After Monday evening's strong debut of $8.8 million, Transformers sustained momentum with a record-breaking Tuesday of $27.4 million. While this tally won't go down as one of the top 50 single days of box office ever (it is 56th), this amount represents a staggering performance for a Tuesday. While it is fair to point out that Tuesday's total is holiday inflated due to Wednesday being July 4th, an off-day for the body of the United States, the $36 million in 36 hours data point Paramount is trumpeting does impress.
Daily Box Office Analysis for July 3, 2007
Transformers Tuesday Breaks Record
By David Mumpower
July 4, 2007
As Kim Hollis mentioned yesterday, there isn't any true model for comparison to Transformers. A Monday evening release feels like the first mainstream North American attempt to mimic the extended debuts of British titles, some of which are in theaters as much as 12 days for what they term as "opening weekends". Paramount is not focused upon the daily numbers as much as they want to hail a tremendous Monday-to-Sunday total of $130-$150 million or whatever the movie winds up earning in first week revenues. If this plan succeeds, it could wind up being one of the most influential releases of the decade in terms of impacting future release patterns. If it fails, we will probably write off the entire strategy as a valid attempt to overcome an awkward calendar configuration for the July 4th holiday period that didn't succeed for whatever reason.
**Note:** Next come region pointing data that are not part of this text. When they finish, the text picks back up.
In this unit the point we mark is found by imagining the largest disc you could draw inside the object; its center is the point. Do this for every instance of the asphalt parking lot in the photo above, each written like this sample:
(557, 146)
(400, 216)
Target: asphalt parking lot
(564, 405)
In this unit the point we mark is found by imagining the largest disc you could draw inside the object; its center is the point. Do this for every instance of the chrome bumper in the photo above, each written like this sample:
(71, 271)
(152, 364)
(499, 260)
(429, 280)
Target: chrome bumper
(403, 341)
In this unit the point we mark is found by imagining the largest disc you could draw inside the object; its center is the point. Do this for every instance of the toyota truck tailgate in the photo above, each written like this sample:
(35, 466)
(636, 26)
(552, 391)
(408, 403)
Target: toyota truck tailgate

The news is not quite as sunny for the latest Warner Bros. release, License to Wed. Mandy Moore and John Krasinki are two people America (and BOP) likes a lot, but the presence of Robin Williams counteracted any good that might have come from casting them. The result is a forgettable $2.2 million debut, which is good enough for only fourth place. And it barely beats the Evan Almighty box office disaster at that. It's possible that a lot of folks missed out on the fact that License to Wed was also debuting on the same day as Transformers. If that is the case, it could still recover this weekend. If not, it's a financial non-factor. Stay tuned.
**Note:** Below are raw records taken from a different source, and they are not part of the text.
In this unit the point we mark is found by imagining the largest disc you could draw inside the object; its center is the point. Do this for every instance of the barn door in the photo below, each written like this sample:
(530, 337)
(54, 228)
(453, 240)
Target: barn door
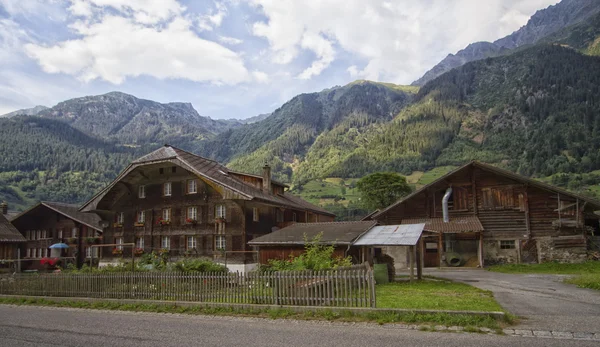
(528, 251)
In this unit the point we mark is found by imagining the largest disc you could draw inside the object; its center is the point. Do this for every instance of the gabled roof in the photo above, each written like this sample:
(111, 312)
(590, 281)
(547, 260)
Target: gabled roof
(340, 233)
(70, 211)
(487, 167)
(8, 232)
(214, 172)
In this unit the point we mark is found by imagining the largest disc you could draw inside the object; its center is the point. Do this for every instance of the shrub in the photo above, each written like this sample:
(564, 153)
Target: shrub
(199, 265)
(315, 257)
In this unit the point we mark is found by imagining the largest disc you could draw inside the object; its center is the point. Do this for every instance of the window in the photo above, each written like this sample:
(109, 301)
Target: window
(166, 214)
(165, 242)
(220, 242)
(167, 189)
(507, 244)
(497, 198)
(192, 242)
(91, 250)
(192, 186)
(220, 211)
(193, 213)
(255, 214)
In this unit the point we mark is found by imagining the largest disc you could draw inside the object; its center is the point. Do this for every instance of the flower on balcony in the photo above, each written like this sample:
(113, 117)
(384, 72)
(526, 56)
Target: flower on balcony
(92, 240)
(48, 261)
(163, 221)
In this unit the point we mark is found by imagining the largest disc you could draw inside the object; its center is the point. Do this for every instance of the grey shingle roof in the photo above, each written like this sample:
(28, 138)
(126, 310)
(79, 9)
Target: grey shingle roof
(70, 211)
(342, 233)
(8, 232)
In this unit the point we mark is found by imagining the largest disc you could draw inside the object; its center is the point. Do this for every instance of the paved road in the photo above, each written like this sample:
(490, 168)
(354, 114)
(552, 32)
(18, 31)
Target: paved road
(40, 326)
(545, 302)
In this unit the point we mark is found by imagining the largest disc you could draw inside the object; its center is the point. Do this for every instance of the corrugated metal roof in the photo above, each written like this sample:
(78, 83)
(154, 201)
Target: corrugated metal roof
(8, 232)
(332, 233)
(392, 235)
(456, 224)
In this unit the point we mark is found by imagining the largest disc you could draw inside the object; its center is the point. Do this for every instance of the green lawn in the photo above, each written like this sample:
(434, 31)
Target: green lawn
(587, 274)
(589, 267)
(435, 295)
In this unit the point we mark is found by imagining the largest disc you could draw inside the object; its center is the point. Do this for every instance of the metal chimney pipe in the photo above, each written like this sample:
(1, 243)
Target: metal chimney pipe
(445, 205)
The other big story is the continued showing of strength by Ratatouille. I should be honest up front about the fact that I adore this movie, and BOP is – let's be honest here – wildly biased about the work of Brad Bird. We named The Iron Giant as the Most Underappreciated Movie of the past 15 years and The Incredibles was a multi-time nominee in our end-of-year awards, The Calvins. You should probably keep that in mind as you read my analysis of the movie over the next few weeks. I'll try to be as neutral as possible, but I want this movie to do well. It deserves that sort of success. Having acknowledged this, here is what matters about Ratatouille's second weekday. After what Kim Hollis had already chronicled as the best first Monday a Pixar film has ever had (from a depreciation perspective), Bird's latest movie actually increased 4.6% on Tuesday, giving it a running total of $61.8 million after five days of release. It's still well behind other recent Pixar releases, but word-of-mouth is helping to stop the bleeding quite a bit. July 4th box office should be equally lucrative, meaning it's going to wind up over $100 million after ten days.
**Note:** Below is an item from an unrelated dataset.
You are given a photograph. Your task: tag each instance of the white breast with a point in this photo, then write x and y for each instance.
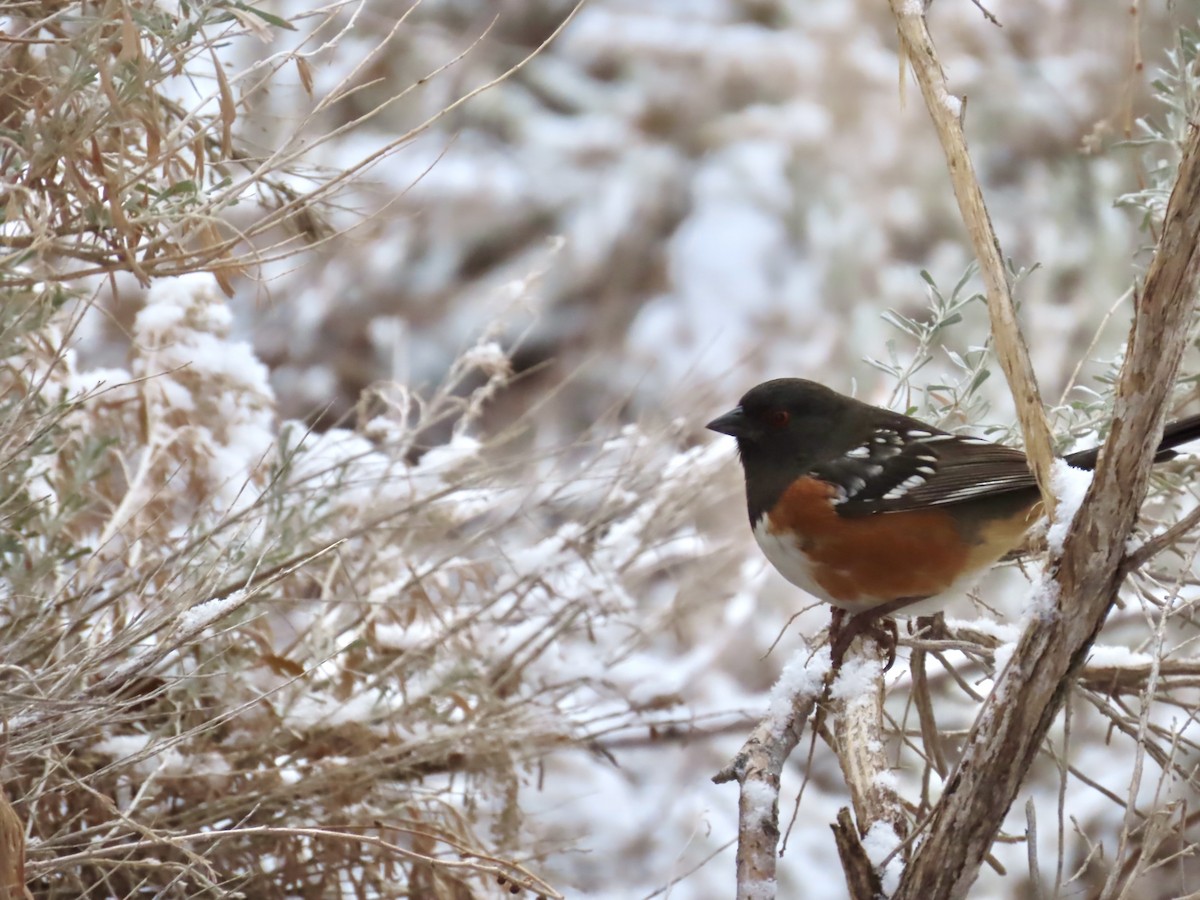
(787, 558)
The top ten of box office for Tuesday combines for an estimated $49,270,000. That's an increase of 71% from Monday. To be fair, the difference of $20,480,252 is mainly the change in box office Transformers had from Monday to Tuesday, which was $18,648,975. So, the rest of the top ten is up 9.2% from Monday due to holiday inflation and the introduction of a new release, albeit a small one in License to Wed.